# Can I Use Foam Board Beneath My Radiant Barrier On Rafters



## joecaption (Nov 30, 2011)

If this a finished attic, or just an empty space?
I'd be far more concerned with air sealing, making sure there's soffit vents that are not blocked with insulation.
And enough insulation in the joist area.
http://www.energystar.gov/index.cfm?c=home_sealing.hm_improvement_insulation_table


----------



## MorknMindy (Jun 15, 2012)

Sorry joecaption I`ve been at work the past few days. Yes, it is an unfinished area. Roof peaks are almost 6' from the ceiling joists. Looking out from the inside first rafters, then purlins, then plywood deck, then tar paper and shingles. I have been putting pieces of foam board out near the eaves to prevent the insulation from blocking the eave vents to make sure I`m getting plenty of air to the ridge vent. I am doing a little at a time as the heat up there allows.

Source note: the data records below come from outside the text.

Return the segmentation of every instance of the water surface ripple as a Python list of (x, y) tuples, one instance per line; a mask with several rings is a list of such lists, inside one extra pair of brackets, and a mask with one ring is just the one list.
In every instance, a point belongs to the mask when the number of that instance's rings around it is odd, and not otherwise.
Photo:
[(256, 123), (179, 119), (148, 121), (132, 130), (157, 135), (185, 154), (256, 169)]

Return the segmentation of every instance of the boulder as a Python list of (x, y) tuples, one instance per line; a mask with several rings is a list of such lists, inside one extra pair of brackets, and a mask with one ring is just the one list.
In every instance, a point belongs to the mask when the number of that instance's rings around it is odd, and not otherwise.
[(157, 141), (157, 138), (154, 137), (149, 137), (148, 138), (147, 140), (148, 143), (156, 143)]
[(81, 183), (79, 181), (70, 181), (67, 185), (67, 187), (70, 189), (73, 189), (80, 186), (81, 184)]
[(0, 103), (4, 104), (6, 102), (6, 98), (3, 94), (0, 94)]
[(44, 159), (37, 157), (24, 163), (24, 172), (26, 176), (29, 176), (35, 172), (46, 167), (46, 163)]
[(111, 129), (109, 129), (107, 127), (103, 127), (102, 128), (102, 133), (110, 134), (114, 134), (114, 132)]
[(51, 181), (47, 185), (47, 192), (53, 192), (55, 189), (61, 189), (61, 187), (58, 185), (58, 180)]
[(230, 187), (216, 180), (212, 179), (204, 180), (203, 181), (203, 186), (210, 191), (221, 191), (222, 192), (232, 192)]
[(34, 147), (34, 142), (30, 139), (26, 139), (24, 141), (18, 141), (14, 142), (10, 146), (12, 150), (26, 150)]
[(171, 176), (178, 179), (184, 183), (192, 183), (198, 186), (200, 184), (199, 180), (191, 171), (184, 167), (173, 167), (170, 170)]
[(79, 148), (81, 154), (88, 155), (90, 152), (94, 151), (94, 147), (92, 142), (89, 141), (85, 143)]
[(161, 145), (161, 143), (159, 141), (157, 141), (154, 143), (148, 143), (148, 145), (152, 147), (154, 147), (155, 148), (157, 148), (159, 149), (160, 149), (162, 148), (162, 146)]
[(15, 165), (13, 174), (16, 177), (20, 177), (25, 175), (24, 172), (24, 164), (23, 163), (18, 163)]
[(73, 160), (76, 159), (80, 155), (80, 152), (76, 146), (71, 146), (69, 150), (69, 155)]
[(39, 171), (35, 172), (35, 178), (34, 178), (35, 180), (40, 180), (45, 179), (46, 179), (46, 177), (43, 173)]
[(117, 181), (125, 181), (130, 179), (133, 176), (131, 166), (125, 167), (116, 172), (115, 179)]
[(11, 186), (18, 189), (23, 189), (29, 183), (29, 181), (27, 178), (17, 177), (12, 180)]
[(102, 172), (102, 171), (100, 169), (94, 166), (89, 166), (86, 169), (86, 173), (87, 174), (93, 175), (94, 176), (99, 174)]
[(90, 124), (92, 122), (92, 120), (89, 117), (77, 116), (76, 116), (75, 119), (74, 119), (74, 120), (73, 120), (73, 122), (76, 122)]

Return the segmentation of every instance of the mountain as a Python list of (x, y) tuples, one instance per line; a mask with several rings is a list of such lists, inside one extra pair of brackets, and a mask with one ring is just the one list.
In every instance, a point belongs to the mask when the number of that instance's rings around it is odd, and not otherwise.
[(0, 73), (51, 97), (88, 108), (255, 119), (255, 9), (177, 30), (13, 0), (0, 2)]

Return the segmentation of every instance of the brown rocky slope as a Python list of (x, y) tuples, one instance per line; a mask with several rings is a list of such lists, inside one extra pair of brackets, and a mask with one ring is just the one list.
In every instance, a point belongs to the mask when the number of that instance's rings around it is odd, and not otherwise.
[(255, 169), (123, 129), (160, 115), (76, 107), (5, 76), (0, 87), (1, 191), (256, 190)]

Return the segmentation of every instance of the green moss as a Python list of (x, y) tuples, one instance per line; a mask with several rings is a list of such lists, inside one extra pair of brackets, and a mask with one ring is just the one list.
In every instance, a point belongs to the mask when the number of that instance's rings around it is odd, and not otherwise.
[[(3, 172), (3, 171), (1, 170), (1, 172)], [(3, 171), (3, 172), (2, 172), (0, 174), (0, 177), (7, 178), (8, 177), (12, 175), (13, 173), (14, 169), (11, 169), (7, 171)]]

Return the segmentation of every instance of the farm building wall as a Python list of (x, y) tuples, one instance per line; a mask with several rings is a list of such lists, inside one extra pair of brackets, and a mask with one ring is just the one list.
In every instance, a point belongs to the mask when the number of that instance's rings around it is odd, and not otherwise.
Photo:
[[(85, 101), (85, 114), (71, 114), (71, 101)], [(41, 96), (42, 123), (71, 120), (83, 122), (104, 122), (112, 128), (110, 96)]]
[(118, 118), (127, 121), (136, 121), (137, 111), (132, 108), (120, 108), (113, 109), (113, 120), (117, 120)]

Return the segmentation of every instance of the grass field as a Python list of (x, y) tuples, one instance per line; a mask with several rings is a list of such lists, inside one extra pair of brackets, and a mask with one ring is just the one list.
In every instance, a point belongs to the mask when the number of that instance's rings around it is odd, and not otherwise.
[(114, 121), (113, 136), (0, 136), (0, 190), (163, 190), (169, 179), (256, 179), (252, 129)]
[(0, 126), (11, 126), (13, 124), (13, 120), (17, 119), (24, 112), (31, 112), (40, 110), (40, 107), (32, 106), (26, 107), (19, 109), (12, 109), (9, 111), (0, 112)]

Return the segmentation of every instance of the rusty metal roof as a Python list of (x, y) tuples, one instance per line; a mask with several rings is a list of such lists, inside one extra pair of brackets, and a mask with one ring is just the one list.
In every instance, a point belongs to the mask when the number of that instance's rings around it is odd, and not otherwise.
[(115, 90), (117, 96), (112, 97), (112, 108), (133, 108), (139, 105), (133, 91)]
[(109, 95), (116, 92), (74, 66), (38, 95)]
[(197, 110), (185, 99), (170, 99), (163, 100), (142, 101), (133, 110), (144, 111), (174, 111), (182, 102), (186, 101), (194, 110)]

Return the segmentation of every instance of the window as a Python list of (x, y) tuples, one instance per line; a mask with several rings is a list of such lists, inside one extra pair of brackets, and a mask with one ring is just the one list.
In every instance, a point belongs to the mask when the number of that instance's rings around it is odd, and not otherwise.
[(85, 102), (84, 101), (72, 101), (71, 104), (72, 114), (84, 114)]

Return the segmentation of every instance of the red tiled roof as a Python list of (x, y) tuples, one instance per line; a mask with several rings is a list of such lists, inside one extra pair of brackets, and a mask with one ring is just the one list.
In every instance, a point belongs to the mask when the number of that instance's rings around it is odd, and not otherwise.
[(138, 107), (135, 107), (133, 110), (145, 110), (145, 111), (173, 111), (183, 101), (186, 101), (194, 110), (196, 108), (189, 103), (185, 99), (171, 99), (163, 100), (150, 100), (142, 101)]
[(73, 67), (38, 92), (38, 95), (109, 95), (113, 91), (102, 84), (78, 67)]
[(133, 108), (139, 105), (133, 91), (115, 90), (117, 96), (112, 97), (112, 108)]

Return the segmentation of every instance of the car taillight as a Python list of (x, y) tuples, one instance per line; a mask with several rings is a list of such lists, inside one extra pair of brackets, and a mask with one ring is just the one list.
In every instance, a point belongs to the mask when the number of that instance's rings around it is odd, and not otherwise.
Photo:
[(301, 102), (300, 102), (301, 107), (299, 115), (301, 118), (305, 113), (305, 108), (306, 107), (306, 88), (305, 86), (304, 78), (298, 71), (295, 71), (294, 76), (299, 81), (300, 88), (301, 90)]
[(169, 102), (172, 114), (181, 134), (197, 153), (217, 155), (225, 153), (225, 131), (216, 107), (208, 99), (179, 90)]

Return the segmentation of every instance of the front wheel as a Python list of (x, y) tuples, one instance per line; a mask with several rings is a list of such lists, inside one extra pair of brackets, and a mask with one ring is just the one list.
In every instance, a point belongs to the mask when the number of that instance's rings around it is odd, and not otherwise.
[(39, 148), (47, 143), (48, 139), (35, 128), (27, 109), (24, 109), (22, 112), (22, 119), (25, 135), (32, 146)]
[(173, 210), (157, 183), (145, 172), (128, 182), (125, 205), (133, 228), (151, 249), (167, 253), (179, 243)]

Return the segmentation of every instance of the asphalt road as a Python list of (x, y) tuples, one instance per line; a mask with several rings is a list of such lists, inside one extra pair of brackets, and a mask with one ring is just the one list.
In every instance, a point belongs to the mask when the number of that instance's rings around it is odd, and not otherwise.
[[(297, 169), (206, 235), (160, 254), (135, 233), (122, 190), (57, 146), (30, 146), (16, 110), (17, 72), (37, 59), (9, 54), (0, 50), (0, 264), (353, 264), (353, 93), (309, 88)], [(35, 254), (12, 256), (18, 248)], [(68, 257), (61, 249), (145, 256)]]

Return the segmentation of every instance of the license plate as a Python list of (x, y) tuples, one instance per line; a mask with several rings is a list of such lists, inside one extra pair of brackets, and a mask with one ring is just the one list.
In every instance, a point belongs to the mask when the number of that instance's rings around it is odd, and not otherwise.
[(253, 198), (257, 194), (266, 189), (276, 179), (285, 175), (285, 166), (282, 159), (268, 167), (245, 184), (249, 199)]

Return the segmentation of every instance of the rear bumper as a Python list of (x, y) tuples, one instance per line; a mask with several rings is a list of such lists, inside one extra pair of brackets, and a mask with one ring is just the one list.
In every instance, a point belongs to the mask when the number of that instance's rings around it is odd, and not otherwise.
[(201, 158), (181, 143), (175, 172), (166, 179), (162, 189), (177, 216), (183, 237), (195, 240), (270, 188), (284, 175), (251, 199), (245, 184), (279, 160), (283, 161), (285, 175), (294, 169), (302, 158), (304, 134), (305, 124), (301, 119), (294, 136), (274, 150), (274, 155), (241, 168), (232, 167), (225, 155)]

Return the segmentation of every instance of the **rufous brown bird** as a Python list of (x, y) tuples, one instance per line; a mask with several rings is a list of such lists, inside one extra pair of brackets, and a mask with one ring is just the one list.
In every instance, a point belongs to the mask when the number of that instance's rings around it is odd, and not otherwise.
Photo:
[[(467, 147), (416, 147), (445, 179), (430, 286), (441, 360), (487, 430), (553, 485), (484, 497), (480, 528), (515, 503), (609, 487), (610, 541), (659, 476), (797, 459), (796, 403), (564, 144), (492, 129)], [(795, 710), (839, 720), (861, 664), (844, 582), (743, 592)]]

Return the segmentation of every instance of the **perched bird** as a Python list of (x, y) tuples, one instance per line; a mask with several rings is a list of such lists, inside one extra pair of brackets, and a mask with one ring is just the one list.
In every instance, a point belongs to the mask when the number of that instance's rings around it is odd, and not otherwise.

I have friends in newer homes with radiant barrier who say it is helping keep their attics a lot cooler so I am going to do that but thought the foam board between rafters would help as well.

Thanks for your reply.


----------



## Gary in WA (Mar 11, 2009)

Radiant would work for your location. 

Is the HVAC in the attic?

Is the attic floor insulated already? How/what much?

Gary


----------



## MorknMindy (Jun 15, 2012)

Gary in WA, Thanks for the reply. Yes my A/C evaporator/furnace is in the attic and the attic has insulation blown to six inch depth.

So to recap

My roof underside is unfinished and purlins are on top of rafters. Here is where I will put a radiant barrier.
6" blown insulation throughout.
Ridge vents.
A/C -furnace in attic.


I am home for a few days now and will check back. Thanks.


----------